Because CORBA::release( ) is called on the two object references by the caller of the function, the method's implementer must be careful not to return (as an out parameter or return value) an object reference that it wants to keep without calling _duplicate( ), as shown above. It is very important to note the need for these calls to _duplicate( ).
While it is true to say that CORBA::release( ) will be called on the two object references, more detail can be added to this statement. If the client and target object are in different address spaces, the server-side ORB will send the two object references to the client side and then call CORBA::release( ) on the two object references returned by the getPortfolio( ) function. The calling code on the client is given references to local objects or proxies, and it can call CORBA::release( ) on the two object references when necessary.
If a returned reference is to an object or existing proxy in the client, its reference count is incremented automatically by the client-side ORB. If a returned reference is to an object previously unknown to the client, a proxy is created with a reference count of 1. If the client and target object are in the same address space, object references are passed directly to the client, and the client can call CORBA::release( ) on these when necessary, as before.

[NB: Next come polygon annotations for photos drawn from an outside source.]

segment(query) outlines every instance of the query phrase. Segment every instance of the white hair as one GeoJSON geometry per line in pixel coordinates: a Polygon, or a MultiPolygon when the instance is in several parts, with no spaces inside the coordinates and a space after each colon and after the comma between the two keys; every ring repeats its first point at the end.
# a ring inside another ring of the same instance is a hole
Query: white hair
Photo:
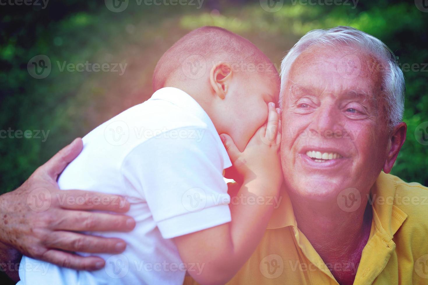
{"type": "Polygon", "coordinates": [[[281,64],[281,96],[279,106],[283,103],[283,91],[288,76],[296,59],[310,47],[316,45],[345,44],[357,46],[368,52],[385,63],[382,90],[387,104],[389,126],[401,121],[404,112],[405,85],[399,62],[391,50],[378,39],[354,28],[339,26],[328,29],[315,29],[303,36],[288,51],[281,64]]]}

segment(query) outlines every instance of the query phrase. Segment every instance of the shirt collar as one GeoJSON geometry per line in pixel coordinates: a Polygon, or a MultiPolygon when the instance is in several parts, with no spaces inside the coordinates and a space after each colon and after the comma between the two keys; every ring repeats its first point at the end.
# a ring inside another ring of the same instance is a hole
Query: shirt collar
{"type": "Polygon", "coordinates": [[[199,103],[187,93],[175,87],[164,87],[158,90],[152,95],[149,100],[164,100],[169,102],[179,108],[185,110],[190,114],[197,117],[205,123],[208,129],[211,132],[223,158],[223,168],[232,166],[232,163],[227,154],[227,151],[221,141],[215,126],[208,114],[199,103]]]}
{"type": "MultiPolygon", "coordinates": [[[[372,223],[376,229],[383,232],[391,241],[394,235],[401,226],[407,215],[397,206],[389,203],[395,195],[396,185],[390,175],[382,171],[370,189],[370,201],[373,209],[372,223]],[[376,203],[379,197],[383,197],[384,203],[376,203]]],[[[278,207],[273,210],[268,225],[268,229],[274,229],[292,226],[296,226],[296,217],[293,205],[285,187],[282,187],[278,207]]]]}

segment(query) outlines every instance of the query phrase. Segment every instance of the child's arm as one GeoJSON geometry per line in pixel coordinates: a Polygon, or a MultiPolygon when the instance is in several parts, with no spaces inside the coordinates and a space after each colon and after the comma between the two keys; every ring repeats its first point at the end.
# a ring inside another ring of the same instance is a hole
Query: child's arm
{"type": "Polygon", "coordinates": [[[224,284],[256,249],[264,234],[282,182],[278,151],[278,115],[269,107],[268,123],[240,153],[228,135],[222,138],[243,182],[229,206],[232,222],[174,238],[184,263],[198,264],[189,273],[202,284],[224,284]]]}

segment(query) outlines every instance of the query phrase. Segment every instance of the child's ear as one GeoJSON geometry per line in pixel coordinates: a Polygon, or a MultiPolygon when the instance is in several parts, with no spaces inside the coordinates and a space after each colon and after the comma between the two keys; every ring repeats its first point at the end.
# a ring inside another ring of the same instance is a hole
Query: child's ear
{"type": "Polygon", "coordinates": [[[224,62],[215,65],[210,71],[211,87],[214,93],[221,99],[224,99],[226,97],[232,73],[230,65],[224,62]]]}

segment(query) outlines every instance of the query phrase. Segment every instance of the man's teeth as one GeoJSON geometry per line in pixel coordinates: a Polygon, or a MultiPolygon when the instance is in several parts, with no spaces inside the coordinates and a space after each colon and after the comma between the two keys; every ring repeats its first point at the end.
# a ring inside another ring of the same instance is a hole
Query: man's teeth
{"type": "Polygon", "coordinates": [[[308,150],[306,155],[312,159],[315,159],[315,161],[321,162],[324,160],[340,159],[342,156],[337,153],[321,153],[315,150],[308,150]]]}

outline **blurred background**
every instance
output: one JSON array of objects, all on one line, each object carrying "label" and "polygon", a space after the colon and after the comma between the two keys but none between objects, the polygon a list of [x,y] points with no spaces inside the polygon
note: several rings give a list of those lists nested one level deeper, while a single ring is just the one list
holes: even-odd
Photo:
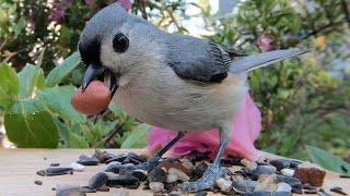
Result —
[{"label": "blurred background", "polygon": [[[142,148],[150,125],[112,103],[70,106],[89,19],[116,0],[0,0],[0,148]],[[118,0],[162,29],[244,53],[312,52],[250,74],[262,113],[258,149],[307,159],[311,145],[350,161],[350,3],[347,0]],[[59,66],[58,66],[59,65]]]}]

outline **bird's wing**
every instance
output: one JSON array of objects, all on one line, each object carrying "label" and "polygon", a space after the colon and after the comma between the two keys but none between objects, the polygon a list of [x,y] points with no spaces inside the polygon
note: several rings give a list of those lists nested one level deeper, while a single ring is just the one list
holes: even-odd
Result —
[{"label": "bird's wing", "polygon": [[226,51],[214,42],[182,38],[167,62],[179,77],[215,83],[228,77],[232,61]]}]

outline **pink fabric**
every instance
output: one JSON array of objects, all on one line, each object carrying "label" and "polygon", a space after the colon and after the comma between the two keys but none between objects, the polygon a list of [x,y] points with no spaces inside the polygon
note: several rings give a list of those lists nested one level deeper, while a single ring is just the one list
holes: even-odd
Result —
[{"label": "pink fabric", "polygon": [[[261,131],[261,113],[252,100],[249,94],[245,96],[245,103],[232,119],[232,135],[233,138],[229,143],[224,155],[238,155],[249,160],[258,160],[257,149],[254,147],[254,142]],[[148,135],[148,149],[153,149],[159,145],[164,146],[176,135],[175,132],[152,127]],[[219,146],[218,130],[206,132],[191,132],[186,134],[184,138],[177,142],[170,151],[175,155],[183,156],[191,150],[201,152],[210,151],[210,157],[215,156]]]}]

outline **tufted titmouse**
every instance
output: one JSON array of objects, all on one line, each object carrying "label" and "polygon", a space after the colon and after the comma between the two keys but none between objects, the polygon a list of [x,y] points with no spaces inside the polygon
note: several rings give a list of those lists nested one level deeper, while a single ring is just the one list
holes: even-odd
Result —
[{"label": "tufted titmouse", "polygon": [[194,192],[210,187],[226,171],[219,162],[232,138],[231,119],[248,90],[247,72],[306,52],[278,50],[232,62],[224,47],[162,32],[118,3],[88,22],[78,47],[88,66],[83,89],[104,76],[121,109],[151,125],[177,131],[172,142],[136,168],[155,167],[186,132],[219,128],[212,166],[200,180],[182,187]]}]

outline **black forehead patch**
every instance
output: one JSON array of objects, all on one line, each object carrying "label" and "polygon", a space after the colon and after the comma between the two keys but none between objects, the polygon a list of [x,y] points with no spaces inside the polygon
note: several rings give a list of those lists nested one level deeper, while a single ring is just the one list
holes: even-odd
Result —
[{"label": "black forehead patch", "polygon": [[93,39],[91,41],[80,41],[78,45],[78,49],[81,56],[81,60],[85,65],[90,63],[101,63],[100,60],[100,50],[101,50],[101,41],[98,39]]}]

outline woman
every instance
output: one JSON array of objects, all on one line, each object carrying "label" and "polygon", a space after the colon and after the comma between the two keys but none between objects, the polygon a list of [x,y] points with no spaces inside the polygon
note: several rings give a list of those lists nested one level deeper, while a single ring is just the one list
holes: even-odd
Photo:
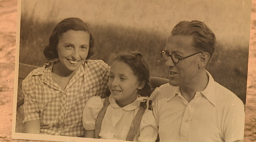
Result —
[{"label": "woman", "polygon": [[32,71],[22,83],[25,132],[82,137],[82,112],[92,96],[104,97],[110,68],[87,60],[94,41],[87,24],[65,19],[53,30],[44,51],[53,60]]}]

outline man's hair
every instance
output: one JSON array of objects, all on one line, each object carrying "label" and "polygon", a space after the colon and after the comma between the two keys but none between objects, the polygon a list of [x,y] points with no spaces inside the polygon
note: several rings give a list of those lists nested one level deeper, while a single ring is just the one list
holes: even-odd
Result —
[{"label": "man's hair", "polygon": [[196,20],[181,21],[175,26],[171,35],[192,36],[193,47],[199,51],[209,53],[210,58],[215,50],[215,35],[204,22]]}]

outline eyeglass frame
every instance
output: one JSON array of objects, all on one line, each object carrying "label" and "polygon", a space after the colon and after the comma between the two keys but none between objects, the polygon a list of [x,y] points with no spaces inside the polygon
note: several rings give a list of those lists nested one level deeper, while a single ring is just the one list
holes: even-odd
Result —
[{"label": "eyeglass frame", "polygon": [[[171,57],[171,58],[172,59],[172,60],[173,62],[173,63],[174,63],[175,64],[178,64],[179,63],[179,61],[180,61],[180,60],[182,60],[183,59],[186,59],[186,58],[188,58],[189,57],[191,57],[191,56],[194,56],[194,55],[195,55],[197,54],[199,54],[199,53],[203,53],[202,52],[196,52],[196,53],[195,53],[193,54],[192,54],[189,55],[188,56],[186,56],[186,57],[182,57],[181,58],[180,58],[179,57],[180,57],[180,56],[179,56],[179,55],[178,55],[176,53],[174,52],[174,53],[172,53],[171,54],[170,54],[167,53],[165,50],[163,50],[162,51],[161,51],[161,52],[160,52],[160,55],[161,55],[161,56],[162,56],[162,57],[163,58],[163,60],[164,60],[165,61],[167,61],[167,60],[165,60],[164,59],[164,58],[163,57],[163,55],[162,55],[162,54],[163,54],[163,52],[165,52],[165,54],[167,55],[167,58],[168,58],[168,57]],[[178,62],[177,63],[175,63],[173,59],[173,57],[172,57],[172,55],[173,54],[176,54],[177,55],[177,56],[178,57]]]}]

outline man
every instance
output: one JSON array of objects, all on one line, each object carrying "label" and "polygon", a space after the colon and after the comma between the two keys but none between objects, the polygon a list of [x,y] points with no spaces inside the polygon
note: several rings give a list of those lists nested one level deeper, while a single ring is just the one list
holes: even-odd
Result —
[{"label": "man", "polygon": [[151,95],[160,142],[243,141],[243,102],[205,69],[215,42],[199,21],[181,21],[173,29],[161,53],[169,83]]}]

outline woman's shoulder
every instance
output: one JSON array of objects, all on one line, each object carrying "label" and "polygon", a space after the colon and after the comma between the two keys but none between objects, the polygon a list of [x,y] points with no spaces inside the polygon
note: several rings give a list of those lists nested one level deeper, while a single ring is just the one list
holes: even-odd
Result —
[{"label": "woman's shoulder", "polygon": [[87,60],[85,61],[84,68],[91,71],[101,73],[106,72],[109,65],[101,60]]},{"label": "woman's shoulder", "polygon": [[102,60],[87,60],[85,61],[85,64],[90,65],[108,66],[108,64]]},{"label": "woman's shoulder", "polygon": [[99,96],[94,96],[88,100],[85,104],[85,109],[90,108],[91,109],[98,109],[103,106],[103,102],[105,99],[101,99]]}]

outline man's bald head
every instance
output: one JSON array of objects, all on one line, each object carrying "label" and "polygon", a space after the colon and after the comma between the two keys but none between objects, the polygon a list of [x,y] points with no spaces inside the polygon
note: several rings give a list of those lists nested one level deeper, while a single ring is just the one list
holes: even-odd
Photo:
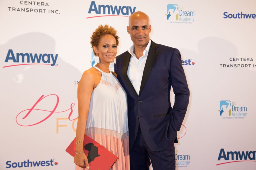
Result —
[{"label": "man's bald head", "polygon": [[131,15],[129,18],[129,25],[130,26],[131,22],[135,20],[147,20],[149,25],[149,17],[147,15],[141,11],[137,11]]},{"label": "man's bald head", "polygon": [[137,47],[145,48],[150,40],[149,33],[151,32],[148,16],[140,11],[133,13],[129,17],[127,29],[135,48]]}]

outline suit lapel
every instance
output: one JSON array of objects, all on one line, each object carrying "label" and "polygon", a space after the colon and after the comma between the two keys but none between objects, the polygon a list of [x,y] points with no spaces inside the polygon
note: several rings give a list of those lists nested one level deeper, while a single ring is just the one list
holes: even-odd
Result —
[{"label": "suit lapel", "polygon": [[127,75],[128,66],[129,66],[129,64],[130,62],[130,59],[131,58],[131,54],[128,51],[127,53],[127,54],[124,57],[124,63],[123,65],[123,76],[130,89],[134,94],[137,97],[138,94],[137,94],[136,90],[134,88],[133,86],[132,85],[132,83],[130,81],[130,79],[129,79],[128,76]]},{"label": "suit lapel", "polygon": [[150,73],[151,69],[154,65],[155,62],[156,61],[156,57],[158,54],[158,50],[156,50],[156,49],[157,47],[156,44],[153,42],[152,40],[151,40],[151,45],[150,45],[150,47],[148,51],[148,54],[144,70],[143,71],[143,74],[141,80],[141,84],[140,92],[139,93],[139,95],[140,94],[144,86],[145,85],[147,80],[148,78],[148,76]]}]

If a target object receives an inout object reference parameter, it can change that parameter to refer to another object. If it does so, it claims (shared) ownership of the object or proxy that the parameter previously pointed to, and the caller is given (shared) ownership of the object or proxy that the parameter is changed to point to.
In other words, the target object is responsible for calling CORBA::release( ) on the object that was previously pointed to, and the target object must ensure that it is safe for the caller to call CORBA::release( ) on the object that the inout parameter now points to. As explained before, this normally means that the target object calls _duplicate( ) on the object reference before returning it.
On the client side, if the object reference is unchanged, the client retains ownership without any change in reference count of the object or proxy pointed to. If the object reference is changed, the reference count of the object or proxy previously pointed to is decremented, and that of the object now pointed to is incremented.
Consider the following interface:
interface StockPortfolio {
void update(inout Stock s1);
}
A C++ client of this interface passes an object reference that may be updated by the target object:
StockPortfolio_var sp; Stock_ptr s1; sp->update (s1); // s1 may be different after this call ... CORBA::release(s1); // be sure to release when done
If the object reference is changed, the reference count of the previously referenced object or proxy is decremented because the object reference is changed. The reference count of the new object pointed to is incremented. If the value of the actual parameter, s1, is unchanged by the call to update, the value of the reference count of the object it points to is also unchanged.
If the variable s1 is defined as a Stock_var variable (rather than Stock_ptr), it can be updated by the call in the same way as shown in the previous code fragment. If it is updated, the reference count of the object previously pointed to is decremented, and that of the new object pointed to is incremented.
The implementation of operation StockPortfolio:: update( ) can be coded as follows:
void StockPortfolio_i::update(Stock_ptr& st1)
throw (CORBA::SystemException){
...
// use st1
...
cout << st1->symbol( );
CORBA::release(st1); // The release decrements the
// reference count of the current object:
st1 = Stock_Ptr::_duplicate(someOtherStock);
// assign a new stock object reference
}
Instead of explicitly calling CORBA::release( ) on the parameter, the implementation of update( ) can assign it to a Stock_var variable. For example:
void StockPortfolio_i::update(Stock_ptr& st1)
throw (CORBA::SystemException) {
// use st1
...
cout << st1->symbol;
Stock_var newStock = st1;
// then assign it to reference a new object:
st1 = Stock_Ptr::_duplicate(someOtherStock);
}
Note:
It is not correct to make this assignment to the automatic variable, newStock, if the
inout parameter is not changed by a particular call to the update( ).